Developing World Bioethics
March 2018 Volume 18, Issue 1 Pages 1–64
Special Issue: Rebuilding Patient-Physician Trust in China, Developing a Trust-Oriented Bioethics
Rebuilding patient–physician trust in China, developing a trust-oriented bioethics (pages 4–6)
Jing-Bao Nie, Joseph D. Tucker, Wei Zhu, Yu Cheng, Bonnie Wong and Arthur Kleinman
Version of Record online: 18 SEP 2017 | DOI: 10.1111/dewb.12172
In a short period of nearly four decades, China, with one fifth of the world’s population, has rapidly evolved from a predominantly agricultural, poor and developing country to an upper middle-income country. At the same time, China faces numerous daunting social challenges. One of them is the widespread, profound, and advancing crisis of patient–physician trust. Among the many manifestations of this crisis is an unprecedented process characterized by rapidly increasing levels of violence involved in disputes between patients and their relatives against medical professionals and institutions.
Like many other challenges that China faces, this crisis of trust in the health sector is by no means merely a Chinese problem. There is much convincing evidence that it is a global issue, emerging in developing and developed societies alike, although the scale and depth of such a crisis may vary considerably from one place to another. More generally, a serious crisis of trust can be observed across geographic areas and societal sectors. It affects all professions, businesses, the media, governments, and international affairs.
Though its significance often goes unrecognized, trust plays a vital role for interpersonal and social life as well as healthcare. In the field of bioethics, however, attention paid thus far to the question of trust in general, and to patient–physician trust in China in particular, is far from sufficient in spite of some pioneering studies.1 Such deficits in bioethical scholarship is in marked contrast to the fields of social and political sciences, where trust has been a key subject for the past few decades, with a large and growing literature. Due to its essential role for good social life and good healthcare, trust deserves a place in the central agenda of bioethics in China and globally.
..The first two papers are anthropological and sociological studies of the broader socio-political, cultural and healthcare context of patient–physician mistrust and its major sources in contemporary China. Yunxiang Yan demonstrates how patient–physician mistrust, and patient–physician relations in general, has been a part of a grand moral and political transformation unfolding in China over the past few decades; this include the growth of individualization and the rising awareness of the values of human dignity, respect, and individual rights. Based on two years of ethnographic research, Cheris Chan examines the major sources of medical mistrust at societal, institutional, and interactional levels. She highlights the role of funding mechanisms behind China’s healthcare system, whereby public hospitals and health professionals alike are largely forced to finance themselves, in generating mistrust.
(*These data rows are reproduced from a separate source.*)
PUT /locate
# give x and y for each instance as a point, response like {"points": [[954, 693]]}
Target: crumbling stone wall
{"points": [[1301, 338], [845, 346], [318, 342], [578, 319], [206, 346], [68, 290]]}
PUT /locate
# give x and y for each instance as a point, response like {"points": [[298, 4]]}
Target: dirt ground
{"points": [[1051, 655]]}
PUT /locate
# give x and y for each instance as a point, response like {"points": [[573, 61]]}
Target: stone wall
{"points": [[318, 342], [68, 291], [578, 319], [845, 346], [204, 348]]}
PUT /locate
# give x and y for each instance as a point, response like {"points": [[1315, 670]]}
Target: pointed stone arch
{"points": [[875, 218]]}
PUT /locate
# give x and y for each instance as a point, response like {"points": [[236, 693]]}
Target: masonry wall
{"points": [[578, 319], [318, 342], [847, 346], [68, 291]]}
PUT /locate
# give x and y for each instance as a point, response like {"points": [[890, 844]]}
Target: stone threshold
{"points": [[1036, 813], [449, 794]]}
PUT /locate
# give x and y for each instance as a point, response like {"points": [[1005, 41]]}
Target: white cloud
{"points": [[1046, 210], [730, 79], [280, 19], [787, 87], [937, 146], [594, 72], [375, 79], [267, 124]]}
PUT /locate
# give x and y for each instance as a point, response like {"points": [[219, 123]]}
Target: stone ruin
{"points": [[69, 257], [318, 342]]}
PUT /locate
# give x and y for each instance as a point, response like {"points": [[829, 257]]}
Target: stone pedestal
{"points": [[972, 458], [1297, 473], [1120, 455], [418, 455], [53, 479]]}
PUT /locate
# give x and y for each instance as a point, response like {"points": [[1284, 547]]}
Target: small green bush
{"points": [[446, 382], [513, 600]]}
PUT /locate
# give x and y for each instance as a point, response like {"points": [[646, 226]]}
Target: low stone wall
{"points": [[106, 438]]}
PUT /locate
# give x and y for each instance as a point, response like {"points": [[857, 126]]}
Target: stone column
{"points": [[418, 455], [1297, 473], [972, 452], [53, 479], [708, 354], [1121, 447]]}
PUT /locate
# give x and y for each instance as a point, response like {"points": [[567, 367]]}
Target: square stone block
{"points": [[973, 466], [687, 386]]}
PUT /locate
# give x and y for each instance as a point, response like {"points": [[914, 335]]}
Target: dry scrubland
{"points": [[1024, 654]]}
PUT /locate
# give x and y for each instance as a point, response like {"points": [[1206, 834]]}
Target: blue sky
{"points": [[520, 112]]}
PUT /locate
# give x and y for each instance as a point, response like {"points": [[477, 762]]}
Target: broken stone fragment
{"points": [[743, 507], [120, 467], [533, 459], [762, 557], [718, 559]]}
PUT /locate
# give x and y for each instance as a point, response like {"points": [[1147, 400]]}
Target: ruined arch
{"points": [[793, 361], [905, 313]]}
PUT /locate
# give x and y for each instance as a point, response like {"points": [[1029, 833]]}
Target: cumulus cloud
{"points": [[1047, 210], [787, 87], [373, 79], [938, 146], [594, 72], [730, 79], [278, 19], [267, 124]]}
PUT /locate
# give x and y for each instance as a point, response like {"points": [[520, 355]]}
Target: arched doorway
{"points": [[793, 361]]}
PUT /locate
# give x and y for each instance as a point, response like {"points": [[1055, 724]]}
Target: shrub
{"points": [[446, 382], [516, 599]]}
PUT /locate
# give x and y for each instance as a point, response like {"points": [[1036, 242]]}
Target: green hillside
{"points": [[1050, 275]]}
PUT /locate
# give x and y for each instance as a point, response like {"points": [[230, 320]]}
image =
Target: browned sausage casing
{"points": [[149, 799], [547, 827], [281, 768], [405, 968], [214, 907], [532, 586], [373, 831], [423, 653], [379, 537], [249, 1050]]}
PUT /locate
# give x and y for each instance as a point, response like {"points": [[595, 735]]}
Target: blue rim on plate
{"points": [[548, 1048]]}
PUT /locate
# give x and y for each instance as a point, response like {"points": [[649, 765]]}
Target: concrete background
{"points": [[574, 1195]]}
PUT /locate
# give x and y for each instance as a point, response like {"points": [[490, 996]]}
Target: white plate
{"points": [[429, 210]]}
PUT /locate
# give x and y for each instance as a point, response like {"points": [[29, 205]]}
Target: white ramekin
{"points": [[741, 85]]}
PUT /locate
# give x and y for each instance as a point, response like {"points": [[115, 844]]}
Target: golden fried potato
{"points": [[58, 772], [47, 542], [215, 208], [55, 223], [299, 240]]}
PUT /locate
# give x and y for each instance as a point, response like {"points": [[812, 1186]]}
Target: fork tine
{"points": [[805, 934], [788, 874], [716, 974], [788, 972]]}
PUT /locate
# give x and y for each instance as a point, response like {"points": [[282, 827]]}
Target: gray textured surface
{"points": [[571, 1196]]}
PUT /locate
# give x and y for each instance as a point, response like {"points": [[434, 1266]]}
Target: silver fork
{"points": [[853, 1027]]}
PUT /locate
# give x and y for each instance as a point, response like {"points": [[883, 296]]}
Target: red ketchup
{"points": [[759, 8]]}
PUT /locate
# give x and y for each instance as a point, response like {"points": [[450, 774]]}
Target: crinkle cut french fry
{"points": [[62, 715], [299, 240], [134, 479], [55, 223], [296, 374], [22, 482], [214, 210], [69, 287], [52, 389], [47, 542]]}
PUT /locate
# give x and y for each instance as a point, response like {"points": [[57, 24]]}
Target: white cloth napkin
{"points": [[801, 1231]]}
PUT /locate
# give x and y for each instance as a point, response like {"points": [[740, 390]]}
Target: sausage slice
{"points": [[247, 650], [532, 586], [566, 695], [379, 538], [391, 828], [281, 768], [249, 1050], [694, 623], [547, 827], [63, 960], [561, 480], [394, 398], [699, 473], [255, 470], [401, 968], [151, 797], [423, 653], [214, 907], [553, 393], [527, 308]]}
…To conclude, it should be emphasized that the situation in China and the crisis of trust now unfolding on a global scale should not be framed in totally negative terms. As the two Chinese characters for crisis, weiji, aptly reflect, any crisis presents both dangers and opportunities simultaneously. In the Chinese context, distrust and mistrust of medical professionals and healthcare systems amongst individual patients and patient populations means that people are developing higher expectations of competence, caring, respect, dignity, recognition, rights, high-quality services, and active participation. In spite of its immediate and long-term negative consequences, the widespread and profound mistrust therefore presents opportunities to reform existing but ethically unsound medical practices and institutions, and ensure the moral accountability of institutions and individuals in power.